De ahí la sucesiva y cada vez más frecuente tramitación de reformas tributarias que no han logrado su cometido por el vacío fiscal que hay que llenar, y menos atenidos a que estos se resuelvan de improviso gracias a eventos, en buena parte circunstanciales, como altas demandas de materias primas por parte del exterior o altos precios del petróleo como nos sucediera en el reciente pasado.
Y lo más absurdo del problema es que nuestra clase dirigente, causante de toda la debacle, persiste en ignorar lo que está sucediendo.

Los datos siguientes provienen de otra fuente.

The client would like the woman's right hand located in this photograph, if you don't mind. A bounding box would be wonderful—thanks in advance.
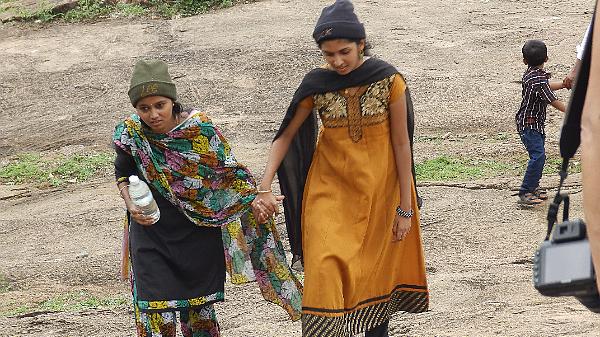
[252,192,285,223]
[127,205,153,226]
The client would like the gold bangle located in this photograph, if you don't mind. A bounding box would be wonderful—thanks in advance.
[119,184,129,199]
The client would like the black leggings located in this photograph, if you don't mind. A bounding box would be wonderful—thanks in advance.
[365,321,390,337]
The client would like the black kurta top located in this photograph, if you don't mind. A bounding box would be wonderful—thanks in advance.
[115,147,225,301]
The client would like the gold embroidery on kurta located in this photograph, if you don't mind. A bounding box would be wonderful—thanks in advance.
[314,75,395,142]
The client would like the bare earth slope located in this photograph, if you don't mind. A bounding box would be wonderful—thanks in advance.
[0,0,600,337]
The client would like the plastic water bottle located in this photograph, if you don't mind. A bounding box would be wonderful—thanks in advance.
[128,176,160,224]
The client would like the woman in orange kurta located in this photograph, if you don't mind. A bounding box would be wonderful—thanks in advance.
[253,0,428,337]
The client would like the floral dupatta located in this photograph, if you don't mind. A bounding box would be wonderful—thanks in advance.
[113,111,302,320]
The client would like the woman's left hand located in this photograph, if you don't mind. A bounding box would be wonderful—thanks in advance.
[392,214,412,242]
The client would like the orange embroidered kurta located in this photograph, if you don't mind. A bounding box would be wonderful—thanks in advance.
[300,74,428,337]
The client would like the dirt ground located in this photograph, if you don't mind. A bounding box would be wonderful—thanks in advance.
[0,0,600,337]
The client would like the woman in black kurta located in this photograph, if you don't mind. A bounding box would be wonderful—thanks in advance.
[113,61,301,337]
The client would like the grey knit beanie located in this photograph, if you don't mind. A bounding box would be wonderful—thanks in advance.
[313,0,366,44]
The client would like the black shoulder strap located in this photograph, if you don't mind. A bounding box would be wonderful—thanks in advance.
[546,17,595,240]
[560,18,594,159]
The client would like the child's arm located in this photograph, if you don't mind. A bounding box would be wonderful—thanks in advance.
[550,99,567,112]
[550,81,565,91]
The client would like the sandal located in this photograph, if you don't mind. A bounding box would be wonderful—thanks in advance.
[291,255,304,273]
[533,187,548,200]
[517,193,544,207]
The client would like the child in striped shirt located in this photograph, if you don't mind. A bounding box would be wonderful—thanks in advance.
[515,40,565,206]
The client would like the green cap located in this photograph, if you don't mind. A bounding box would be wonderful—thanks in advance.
[128,60,177,107]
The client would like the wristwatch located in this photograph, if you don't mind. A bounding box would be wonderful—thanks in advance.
[396,206,414,218]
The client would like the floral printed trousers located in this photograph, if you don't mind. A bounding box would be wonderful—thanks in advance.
[135,304,221,337]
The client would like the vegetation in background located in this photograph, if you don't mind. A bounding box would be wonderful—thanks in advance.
[0,274,11,294]
[415,155,510,181]
[0,291,130,317]
[0,0,244,22]
[0,153,114,187]
[415,155,581,181]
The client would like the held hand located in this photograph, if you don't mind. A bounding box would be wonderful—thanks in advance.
[392,214,412,242]
[563,68,577,90]
[252,192,285,223]
[127,205,152,226]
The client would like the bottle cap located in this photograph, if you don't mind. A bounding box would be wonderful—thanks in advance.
[129,176,140,185]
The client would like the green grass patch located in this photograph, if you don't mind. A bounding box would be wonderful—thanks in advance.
[0,153,114,187]
[0,291,130,317]
[415,155,512,181]
[415,155,581,181]
[0,274,12,294]
[9,0,244,22]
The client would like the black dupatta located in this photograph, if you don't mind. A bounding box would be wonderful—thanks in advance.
[274,58,420,256]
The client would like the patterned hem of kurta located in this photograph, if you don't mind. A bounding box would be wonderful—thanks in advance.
[300,74,429,337]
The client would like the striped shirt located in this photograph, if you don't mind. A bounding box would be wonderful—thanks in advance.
[515,67,557,134]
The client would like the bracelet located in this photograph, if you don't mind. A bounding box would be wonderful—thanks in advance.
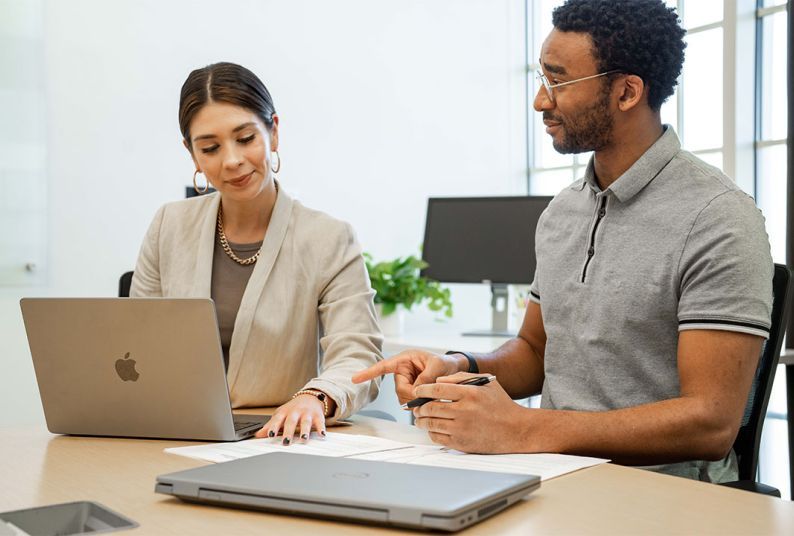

Mientras en Chile su gobierno —ante la primera manifestación de que su pueblo no aguantaba más, aceptó que el infortunio mostrado en las calles estaba en el sistema neoliberal— la nuestra aspira a permanecer en él, acusando una irresponsabilidad total con sus compatriotas y la suerte del país, pese a que sus clamores por equidad y esperanza están tan claros y generalizados.
Tampoco perciben que las crisis que amenazan a otros países hermanos como Ecuador, Perú, Paraguay, y los que vendrán, no obedece a directrices diferentes a las que nos han llevado a la crisis insoluble que afrontamos, ya que lamentablemente la casi totalidad de los países de Latinoamérica y el Caribe, o mejor sus sumisas élites, reciben como plácido rebaño el catecismo que les entregan los poderosos para perder a sus naciones.
Y lo peor es que cada minuto desperdiciado, en medio de la pandemia y el avance de la crisis climática nos hará más torpes para encontrar las raíces de nuestros males, así sean evidentes sus causas, y más atrevidos en buscar soluciones violentas de momento como fórmula para pretender ocultarlos cuando son de bulto, producto de la dependencia y mediocridad históricas con que nos han conducido durante siglos nuestros líderes.